Kundgebung vor dem Kreistag

Juraleitung und ICE-Werk: Rohrer und Harrlacher protestieren

7.7.2021, 06:00 Uhr
Lautes Hupen, Protestrufe, Plakate: Die Trassengegner der Juraleitung P53 und die Harrlacher Bürger, die sich gegen das angedachte ICE-Werk bei Allersberg stemmen, machen vor und während der Kreisausschusssitzung für ihre Anliegen gehörig Lärm.

© Detlef Gsänger, NN Lautes Hupen, Protestrufe, Plakate: Die Trassengegner der Juraleitung P53 und die Harrlacher Bürger, die sich gegen das angedachte ICE-Werk bei Allersberg stemmen, machen vor und während der Kreisausschusssitzung für ihre Anliegen gehörig Lärm.

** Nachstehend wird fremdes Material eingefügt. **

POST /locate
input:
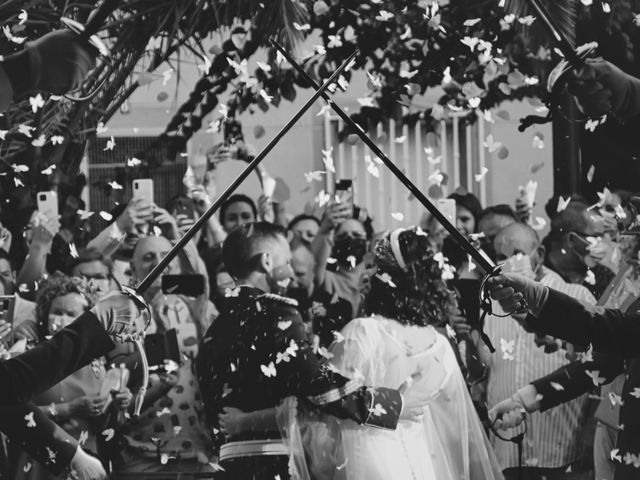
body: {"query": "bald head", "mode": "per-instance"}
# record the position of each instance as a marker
(148, 253)
(517, 238)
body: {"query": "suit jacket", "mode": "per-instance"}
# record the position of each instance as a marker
(609, 331)
(257, 353)
(38, 370)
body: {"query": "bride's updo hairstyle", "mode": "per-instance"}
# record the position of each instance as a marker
(409, 286)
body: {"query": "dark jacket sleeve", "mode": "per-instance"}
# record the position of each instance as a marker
(307, 376)
(37, 370)
(29, 428)
(607, 330)
(51, 361)
(577, 378)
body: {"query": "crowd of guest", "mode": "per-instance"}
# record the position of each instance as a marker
(54, 274)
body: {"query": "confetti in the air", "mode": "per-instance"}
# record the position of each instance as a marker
(36, 102)
(111, 143)
(480, 176)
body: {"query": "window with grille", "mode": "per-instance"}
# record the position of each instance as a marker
(105, 166)
(456, 151)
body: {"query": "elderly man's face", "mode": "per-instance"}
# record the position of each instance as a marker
(148, 253)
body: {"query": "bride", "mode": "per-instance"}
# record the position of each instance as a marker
(385, 348)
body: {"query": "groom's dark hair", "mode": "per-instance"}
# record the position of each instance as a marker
(240, 249)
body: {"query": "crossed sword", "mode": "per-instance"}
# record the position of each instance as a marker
(573, 60)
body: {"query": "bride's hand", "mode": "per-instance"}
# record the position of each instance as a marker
(508, 413)
(232, 421)
(413, 400)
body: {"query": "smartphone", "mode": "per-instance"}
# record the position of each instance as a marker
(232, 132)
(447, 207)
(7, 304)
(184, 206)
(188, 285)
(48, 203)
(143, 188)
(162, 346)
(344, 191)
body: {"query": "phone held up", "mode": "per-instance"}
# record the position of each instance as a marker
(7, 305)
(48, 204)
(344, 192)
(143, 188)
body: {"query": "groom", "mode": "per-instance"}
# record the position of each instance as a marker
(256, 353)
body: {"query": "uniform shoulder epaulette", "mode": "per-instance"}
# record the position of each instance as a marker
(279, 299)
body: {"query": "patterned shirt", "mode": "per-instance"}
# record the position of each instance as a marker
(174, 426)
(551, 438)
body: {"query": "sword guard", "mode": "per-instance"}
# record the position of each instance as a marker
(79, 29)
(558, 74)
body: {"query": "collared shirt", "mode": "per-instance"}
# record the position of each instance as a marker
(551, 438)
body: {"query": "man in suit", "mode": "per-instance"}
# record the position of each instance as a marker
(613, 336)
(117, 316)
(256, 353)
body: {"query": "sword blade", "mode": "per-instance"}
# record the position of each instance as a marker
(463, 241)
(562, 42)
(171, 254)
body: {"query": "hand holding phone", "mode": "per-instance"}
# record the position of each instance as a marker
(344, 192)
(143, 188)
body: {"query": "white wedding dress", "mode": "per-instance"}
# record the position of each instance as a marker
(447, 444)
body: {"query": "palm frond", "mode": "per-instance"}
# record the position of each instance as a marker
(563, 12)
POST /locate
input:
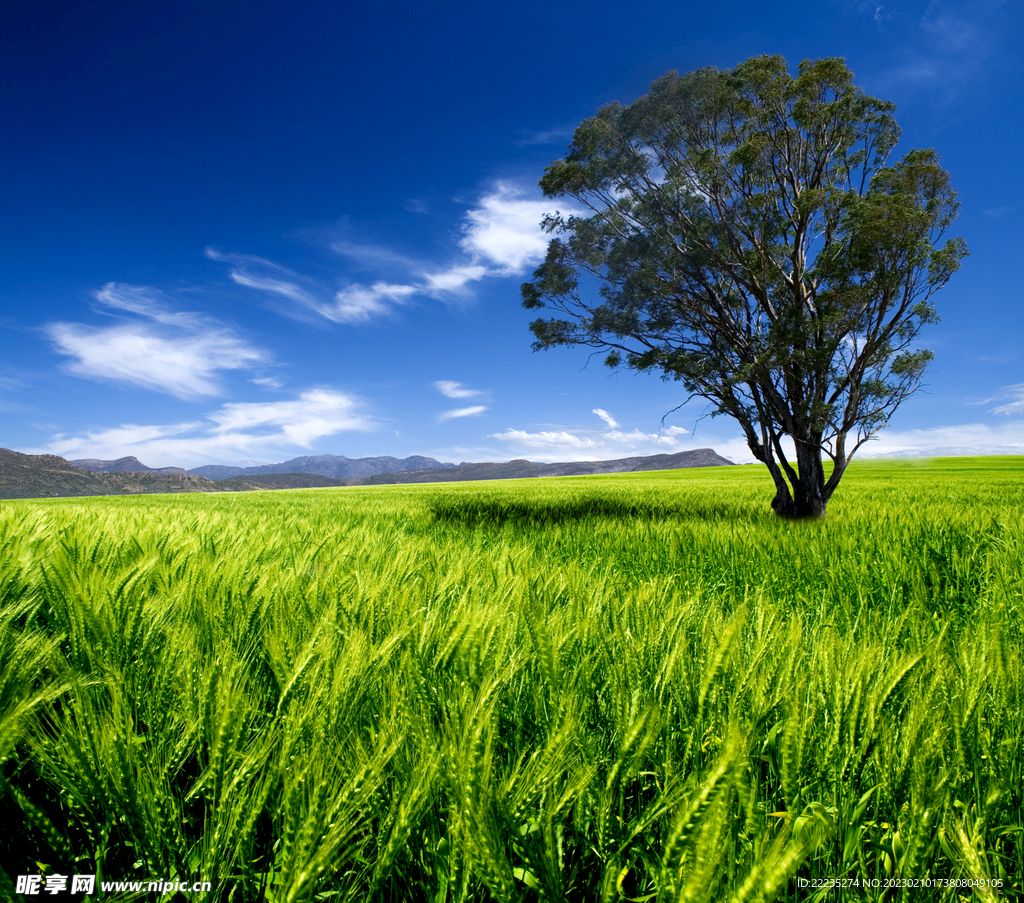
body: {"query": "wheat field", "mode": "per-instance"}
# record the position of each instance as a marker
(628, 687)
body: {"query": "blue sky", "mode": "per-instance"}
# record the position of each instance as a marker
(239, 232)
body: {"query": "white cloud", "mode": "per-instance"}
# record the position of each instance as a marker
(236, 433)
(454, 280)
(1015, 406)
(974, 438)
(585, 444)
(505, 229)
(179, 353)
(359, 303)
(452, 389)
(559, 135)
(549, 440)
(501, 235)
(463, 412)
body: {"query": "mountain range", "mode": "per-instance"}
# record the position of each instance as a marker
(336, 466)
(43, 476)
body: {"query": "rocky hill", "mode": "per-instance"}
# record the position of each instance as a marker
(520, 468)
(335, 466)
(47, 476)
(123, 465)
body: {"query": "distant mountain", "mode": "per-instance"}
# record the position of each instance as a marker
(336, 466)
(123, 465)
(46, 476)
(520, 468)
(278, 481)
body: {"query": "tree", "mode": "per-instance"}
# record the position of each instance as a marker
(743, 234)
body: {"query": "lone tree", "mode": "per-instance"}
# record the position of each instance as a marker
(747, 238)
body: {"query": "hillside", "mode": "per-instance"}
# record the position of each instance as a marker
(519, 468)
(335, 466)
(47, 476)
(130, 464)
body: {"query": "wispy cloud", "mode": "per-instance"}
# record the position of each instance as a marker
(1014, 406)
(588, 444)
(452, 389)
(179, 353)
(462, 412)
(236, 433)
(501, 237)
(558, 135)
(974, 438)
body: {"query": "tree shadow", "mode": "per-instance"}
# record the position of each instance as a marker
(495, 513)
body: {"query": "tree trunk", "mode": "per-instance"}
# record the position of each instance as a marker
(808, 500)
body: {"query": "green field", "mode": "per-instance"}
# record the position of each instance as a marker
(636, 686)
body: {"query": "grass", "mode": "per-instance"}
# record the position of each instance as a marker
(639, 687)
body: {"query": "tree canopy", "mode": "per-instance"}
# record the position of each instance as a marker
(745, 234)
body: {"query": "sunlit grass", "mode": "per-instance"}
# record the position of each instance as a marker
(587, 688)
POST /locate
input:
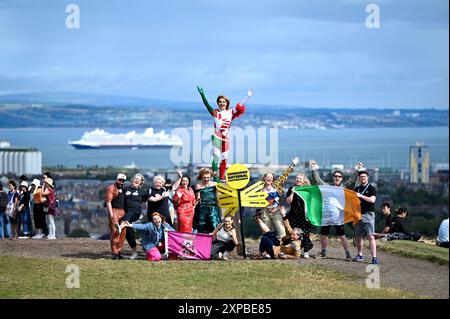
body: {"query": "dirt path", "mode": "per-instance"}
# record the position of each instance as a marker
(421, 277)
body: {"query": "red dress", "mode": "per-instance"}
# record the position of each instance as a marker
(184, 206)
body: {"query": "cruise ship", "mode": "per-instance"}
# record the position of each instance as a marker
(100, 139)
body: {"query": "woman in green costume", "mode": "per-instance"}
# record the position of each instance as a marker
(208, 214)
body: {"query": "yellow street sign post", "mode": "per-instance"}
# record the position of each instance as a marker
(234, 199)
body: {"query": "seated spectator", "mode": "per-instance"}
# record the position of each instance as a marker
(397, 229)
(270, 247)
(386, 209)
(225, 239)
(153, 241)
(442, 239)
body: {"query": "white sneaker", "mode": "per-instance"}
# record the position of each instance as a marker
(134, 256)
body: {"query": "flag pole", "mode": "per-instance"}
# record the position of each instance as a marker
(241, 209)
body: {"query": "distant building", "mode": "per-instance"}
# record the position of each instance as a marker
(19, 160)
(419, 164)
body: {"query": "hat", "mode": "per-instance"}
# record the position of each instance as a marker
(24, 183)
(121, 176)
(363, 171)
(36, 182)
(49, 181)
(158, 214)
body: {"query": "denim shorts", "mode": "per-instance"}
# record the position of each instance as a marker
(366, 226)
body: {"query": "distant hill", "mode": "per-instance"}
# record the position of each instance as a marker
(92, 110)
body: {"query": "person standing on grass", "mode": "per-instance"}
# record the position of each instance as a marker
(225, 239)
(338, 180)
(153, 241)
(23, 210)
(272, 214)
(50, 206)
(366, 226)
(114, 201)
(158, 199)
(223, 116)
(209, 214)
(270, 247)
(296, 215)
(13, 200)
(134, 196)
(38, 208)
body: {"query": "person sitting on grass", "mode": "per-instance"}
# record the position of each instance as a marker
(153, 241)
(271, 247)
(397, 229)
(225, 239)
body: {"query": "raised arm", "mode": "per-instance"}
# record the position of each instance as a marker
(205, 101)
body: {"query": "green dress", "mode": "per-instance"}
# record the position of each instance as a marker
(208, 212)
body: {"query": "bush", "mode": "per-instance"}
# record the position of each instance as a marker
(78, 233)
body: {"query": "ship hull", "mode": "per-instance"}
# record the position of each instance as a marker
(91, 147)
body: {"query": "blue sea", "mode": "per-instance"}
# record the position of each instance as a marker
(375, 147)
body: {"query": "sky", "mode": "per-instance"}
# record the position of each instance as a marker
(298, 53)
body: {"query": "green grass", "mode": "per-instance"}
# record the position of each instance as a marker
(26, 277)
(414, 249)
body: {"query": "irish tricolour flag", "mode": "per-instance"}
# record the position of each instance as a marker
(329, 205)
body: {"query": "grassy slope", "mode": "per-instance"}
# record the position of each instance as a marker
(26, 277)
(414, 249)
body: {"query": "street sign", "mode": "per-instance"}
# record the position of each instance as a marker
(237, 176)
(253, 196)
(230, 202)
(231, 211)
(255, 203)
(253, 188)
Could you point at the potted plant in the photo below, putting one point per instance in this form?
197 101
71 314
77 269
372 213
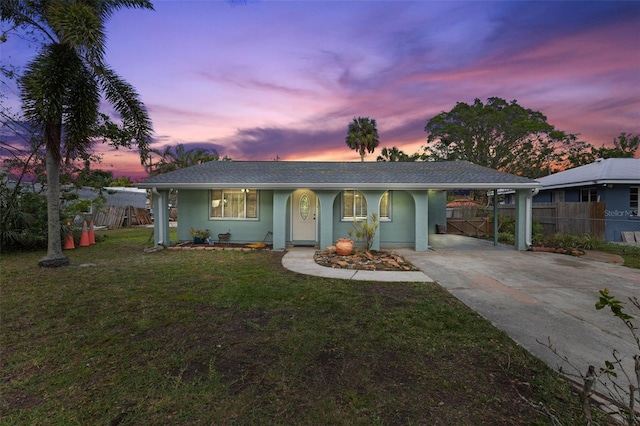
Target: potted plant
344 247
366 230
199 235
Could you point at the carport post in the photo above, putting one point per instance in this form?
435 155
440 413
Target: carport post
523 211
495 217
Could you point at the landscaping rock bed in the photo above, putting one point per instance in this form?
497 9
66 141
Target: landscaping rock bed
217 246
369 261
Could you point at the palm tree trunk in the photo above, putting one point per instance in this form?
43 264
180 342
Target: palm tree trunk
54 256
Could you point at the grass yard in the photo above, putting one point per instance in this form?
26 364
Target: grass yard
124 337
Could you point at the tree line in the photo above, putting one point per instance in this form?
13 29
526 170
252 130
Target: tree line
497 134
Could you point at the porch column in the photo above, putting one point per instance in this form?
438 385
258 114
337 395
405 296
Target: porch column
523 218
373 206
325 216
280 219
421 202
161 217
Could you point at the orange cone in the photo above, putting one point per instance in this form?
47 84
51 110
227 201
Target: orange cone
84 239
68 242
92 233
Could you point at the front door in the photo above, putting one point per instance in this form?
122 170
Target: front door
303 216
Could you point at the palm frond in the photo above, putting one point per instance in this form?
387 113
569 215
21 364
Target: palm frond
126 102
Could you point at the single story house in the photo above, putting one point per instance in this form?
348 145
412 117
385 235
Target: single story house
315 203
613 181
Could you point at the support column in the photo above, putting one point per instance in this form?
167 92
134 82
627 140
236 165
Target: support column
373 206
325 216
523 218
280 219
421 202
161 217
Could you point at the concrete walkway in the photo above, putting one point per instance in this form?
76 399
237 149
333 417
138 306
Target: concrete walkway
532 296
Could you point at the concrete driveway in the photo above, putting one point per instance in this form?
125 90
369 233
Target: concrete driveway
537 296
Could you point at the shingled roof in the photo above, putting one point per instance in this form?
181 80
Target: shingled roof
338 175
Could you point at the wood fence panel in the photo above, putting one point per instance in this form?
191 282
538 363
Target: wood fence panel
566 218
121 216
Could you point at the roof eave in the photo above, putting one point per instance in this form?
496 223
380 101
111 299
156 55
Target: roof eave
344 185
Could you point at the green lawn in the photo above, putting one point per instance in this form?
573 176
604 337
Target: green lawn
209 337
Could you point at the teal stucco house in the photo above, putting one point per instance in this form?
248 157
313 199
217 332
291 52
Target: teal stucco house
315 203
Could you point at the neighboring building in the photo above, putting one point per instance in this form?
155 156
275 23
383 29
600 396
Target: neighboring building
314 203
613 181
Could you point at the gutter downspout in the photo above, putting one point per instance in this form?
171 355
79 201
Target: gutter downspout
160 217
529 217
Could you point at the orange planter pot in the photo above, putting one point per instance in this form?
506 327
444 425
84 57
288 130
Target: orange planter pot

Der Bürgerprotest gegen die neue Höchstspannungsleitung P53, genannt Juraleitung, ist ungebrochen. Auch der Protest der Harrlacher Bevölkerung gegen das mögliche ICE Werk in ihrer Nähe. „Unsinnig, brauchen wir nicht, ein Projekt, das negativen Einfluss auf Mensch, Tier und Natur hat“, heißt es zu beiden Projekten.

Die seit Jahren heftig umstrittene Höchstspannungsleitung geht nun ins Genehmigungsverfahren. Teil 1: das Raumordnungsverfahren. Bis zum 16. Juli können auch Bürgerinnen und Bürger ihre Stellungnahmen zum beabsichtigten Projekt abgeben. Die Kritiker bezweifeln die Sinnhaftigkeit des Projekts. Die Hochrüstung der Juraleitung sei weder für die Versorgungssicherheit Bayerns - die im Übrigen von den Befürwortern immer wieder ins Feld geführt wird - noch für die Versorgung Mittelfrankens erforderlich.

Überregionale Stromverteilungsnetze als "Dinosaurier": Die P53-Gegner setzen ganz generell auf mehr alternative und dezentrale Energieversorgung.

Überregionale Stromverteilungsnetze als "Dinosaurier": Die P53-Gegner setzen ganz generell auf mehr alternative und dezentrale Energieversorgung. © Detlef Gsänger, NN

Kritisiert wird neben vielen weiteren Punkten auch das Fehlen einer Kosten-Nutzen-Analyse. Vier umfängliche Fragen hatte Kreisrat Cornelius Voigt (Die Linke) vorbereitet, deren Beantwortung von den Projektbeauftragten nachgereicht werden soll. Unter anderem wollte er wissen, ob der prognostizierte Strommangel im Versorgungsgebiet der neuen Stromtrasse durch regional erzeugte regenerative Energie kompensiert werden könnte. „Eher nein“, hieß es vorsichtig.

Ersatz für die Kernkraft

Klar ist: Bis 2022 sollen die zwei noch in Betrieb befindlichen bayerischen Kernkraftwerke vom Netz gehen. Laut den Klimaschutzzielen der Bundesregierung wird künftig auch der Einsatz von Mineralöl-, Braun- und Steinkohlekraftwerken deutlich zurückgehen. Stattdessen soll die Versorgung mit erneuerbarer Energien zunehmen. Demgegenüber steigt der Strombedarf stetig.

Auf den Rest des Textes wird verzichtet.